No sé en qué momento -me debo haber distraído un instante- el negro gordo está ahora con su tambor, pintado a franjas rojas y amarillas, parado en el medio de la callecita. Con el piano colgando, empieza a golpearlo en la panza, sobre la madera, con un resonante ta ta ta tata. Como un avispero revuelto, los tambores empiezan a colgarse de los hombros y a repetir, en letanía: ta ta ta tata. El negro más negro, lleno de fervor, se cuelga su repique. Un muchacho blanco y flaco hace sonar su chico.
Se van formando. Los tamboriles y las reinas de belleza. Los gordos y los flacos, los jóvenes y los viejos, los niños y las abuelas. Todos, como llamados por una voz secreta, que no escuché. El piano marca un redoble y cada cuerda empieza a responder. Hay un llamado, profundo. De sonido oscuro, y demandante. El repique eleva su son de tenor y varios chicos replican, con afilada voz. En un abrir y cerrar de ojos todos los que estaban diseminados por la placita están alrededor de los tambores.
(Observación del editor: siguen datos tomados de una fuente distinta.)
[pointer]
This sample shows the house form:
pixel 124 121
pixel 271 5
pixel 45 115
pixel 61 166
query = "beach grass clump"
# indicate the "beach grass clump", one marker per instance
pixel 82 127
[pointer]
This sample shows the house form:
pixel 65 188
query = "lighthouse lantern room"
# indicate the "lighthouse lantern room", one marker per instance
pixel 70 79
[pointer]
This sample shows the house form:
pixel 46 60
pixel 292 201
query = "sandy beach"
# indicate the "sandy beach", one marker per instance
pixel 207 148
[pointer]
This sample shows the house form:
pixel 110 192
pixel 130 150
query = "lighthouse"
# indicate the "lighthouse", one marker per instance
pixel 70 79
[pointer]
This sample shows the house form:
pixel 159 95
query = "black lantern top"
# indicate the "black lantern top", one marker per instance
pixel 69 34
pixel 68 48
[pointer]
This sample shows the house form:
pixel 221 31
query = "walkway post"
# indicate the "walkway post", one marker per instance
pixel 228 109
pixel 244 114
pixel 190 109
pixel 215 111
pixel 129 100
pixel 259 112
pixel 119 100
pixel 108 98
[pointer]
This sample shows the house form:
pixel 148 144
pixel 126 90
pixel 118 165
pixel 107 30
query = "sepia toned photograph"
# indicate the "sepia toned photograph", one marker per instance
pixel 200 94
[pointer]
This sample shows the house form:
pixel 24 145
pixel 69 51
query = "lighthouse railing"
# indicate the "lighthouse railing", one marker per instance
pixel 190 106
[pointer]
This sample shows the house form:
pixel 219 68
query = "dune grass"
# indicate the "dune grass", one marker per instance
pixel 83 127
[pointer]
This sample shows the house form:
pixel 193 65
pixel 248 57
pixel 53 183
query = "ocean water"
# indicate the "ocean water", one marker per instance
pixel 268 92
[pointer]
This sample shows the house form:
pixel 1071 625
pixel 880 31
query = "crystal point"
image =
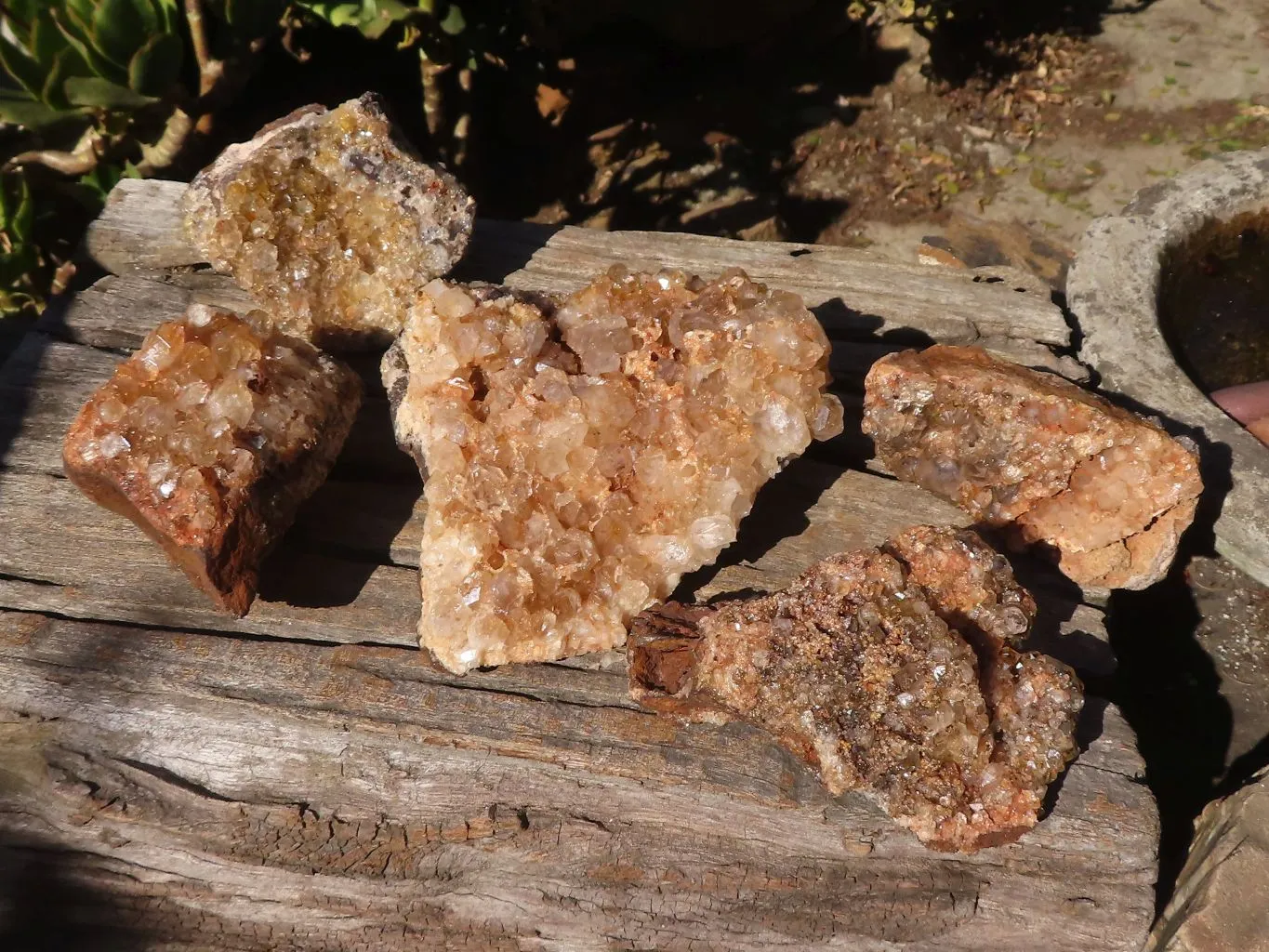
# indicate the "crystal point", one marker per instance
pixel 581 455
pixel 209 437
pixel 1103 490
pixel 887 670
pixel 330 221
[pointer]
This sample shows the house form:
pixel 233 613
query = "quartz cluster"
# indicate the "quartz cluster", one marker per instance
pixel 895 671
pixel 330 221
pixel 209 437
pixel 1101 489
pixel 581 455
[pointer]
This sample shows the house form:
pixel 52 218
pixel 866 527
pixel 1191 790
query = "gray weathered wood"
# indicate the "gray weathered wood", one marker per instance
pixel 305 778
pixel 289 796
pixel 852 291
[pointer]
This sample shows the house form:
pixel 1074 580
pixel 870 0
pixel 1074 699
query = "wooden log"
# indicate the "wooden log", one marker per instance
pixel 305 778
pixel 265 795
pixel 853 292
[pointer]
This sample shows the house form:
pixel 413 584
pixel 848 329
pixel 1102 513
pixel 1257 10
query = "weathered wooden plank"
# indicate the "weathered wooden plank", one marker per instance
pixel 289 796
pixel 852 291
pixel 93 563
pixel 334 577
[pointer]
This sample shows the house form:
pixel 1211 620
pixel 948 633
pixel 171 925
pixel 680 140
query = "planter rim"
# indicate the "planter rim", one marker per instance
pixel 1113 288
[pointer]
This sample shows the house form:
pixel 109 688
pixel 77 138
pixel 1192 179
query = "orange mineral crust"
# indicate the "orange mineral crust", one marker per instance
pixel 893 671
pixel 583 455
pixel 330 221
pixel 1097 486
pixel 209 437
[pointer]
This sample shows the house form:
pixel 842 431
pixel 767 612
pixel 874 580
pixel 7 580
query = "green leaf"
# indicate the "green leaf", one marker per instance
pixel 149 16
pixel 170 13
pixel 77 37
pixel 156 66
pixel 21 69
pixel 66 63
pixel 118 30
pixel 101 94
pixel 20 222
pixel 46 41
pixel 20 111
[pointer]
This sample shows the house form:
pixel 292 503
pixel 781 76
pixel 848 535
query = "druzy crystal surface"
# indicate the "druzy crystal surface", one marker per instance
pixel 581 455
pixel 330 222
pixel 209 437
pixel 1103 490
pixel 892 671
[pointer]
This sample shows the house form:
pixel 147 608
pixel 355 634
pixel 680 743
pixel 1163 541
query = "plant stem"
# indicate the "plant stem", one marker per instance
pixel 202 54
pixel 209 69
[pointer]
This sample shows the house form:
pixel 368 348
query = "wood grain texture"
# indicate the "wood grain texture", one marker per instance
pixel 291 796
pixel 305 778
pixel 853 292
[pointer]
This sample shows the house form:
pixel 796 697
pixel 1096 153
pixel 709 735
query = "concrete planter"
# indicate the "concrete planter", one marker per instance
pixel 1113 288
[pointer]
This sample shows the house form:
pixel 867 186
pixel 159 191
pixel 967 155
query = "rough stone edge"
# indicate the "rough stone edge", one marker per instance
pixel 1113 288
Palos y manos. Cueros y maderas. Palmas y danzas. Caderas y sonrisas. Miradas de aprobación. Así, de la nada o desde un mundo invisible, llegó la ansiada orden. Ta ta ta tata. Ta ta ta tata. Ta ta ta tata.
Todos miran al gordo del piano. Y él, lleno de poder, marca el comienzo.
Borocotó borocotó borocotó borocotó chaschás.
Como un ejército perfectamente entrenado, con un solo objetivo, ajustados a la orden, sueltan una nube de manos y golpes de palos sobre los parches brillosos. Una bola de sonido, de energía, de vibración se eleva sobre el grupo de cuarenta tambores. No hay un solo piano, ni un solo repique, ni un solo chico, pero todos obedecen a los que están adelante, los capitanes que guían a la tropa.
El general, el gordo del piano entra en éxtasis y lanza una andanada de golpes, marcando y guiando, proponiendo y esperando la respuesta.
Me tiembla hasta la ropa, el pecho parece otro de los tantos parches de tambor. Ya no late con el ritmo de mi corazón, sino que resuena con el borocotó borocotó borocotó chaschás. Me ahogo, las lágrimas me vienen a la garganta, me sacude una emoción que no tiene nada de dolorosa, ni de feliz, ni de nada. Es el batir de parches el que me está moviendo por dentro. No produce miedo. Solo es un batir de cueros en mi corazón, en la boca del estómago,
Las mujeres, las más bellas y las más feas, empiezan una danza de ir y venir, de mover las caderas y sacudir los hombros. Embrujan y son embrujadas. Avanzan, se muestran, retroceden, se ocultan y vuelven a avanzar, con desafíos llenos de sensualidad. Una provocación inocente, lejana.
Cualquiera que haya llegado a la placita Dorrego con su tambor y su danza, está absorbido por esa maraña de cueros y de pieles. Sudorosos van. Alegres vienen. Les llenan el alma las lágrimas de los libertos de Ansina y Cuareim (barrios de Montevideo, cuna de las dos vertientes musicales del candombe). Dos barrios, una Nación. La Nación del candombe.
¿Desde cuándo estarán invocando los orígenes de su Nación, de su raza, de su pasión? Un hilo invisible los ata. Un alma revive. Un ritmo común late: borocotó borocotó borocotó chaschás, borocotó borocotó borocotó chaschás.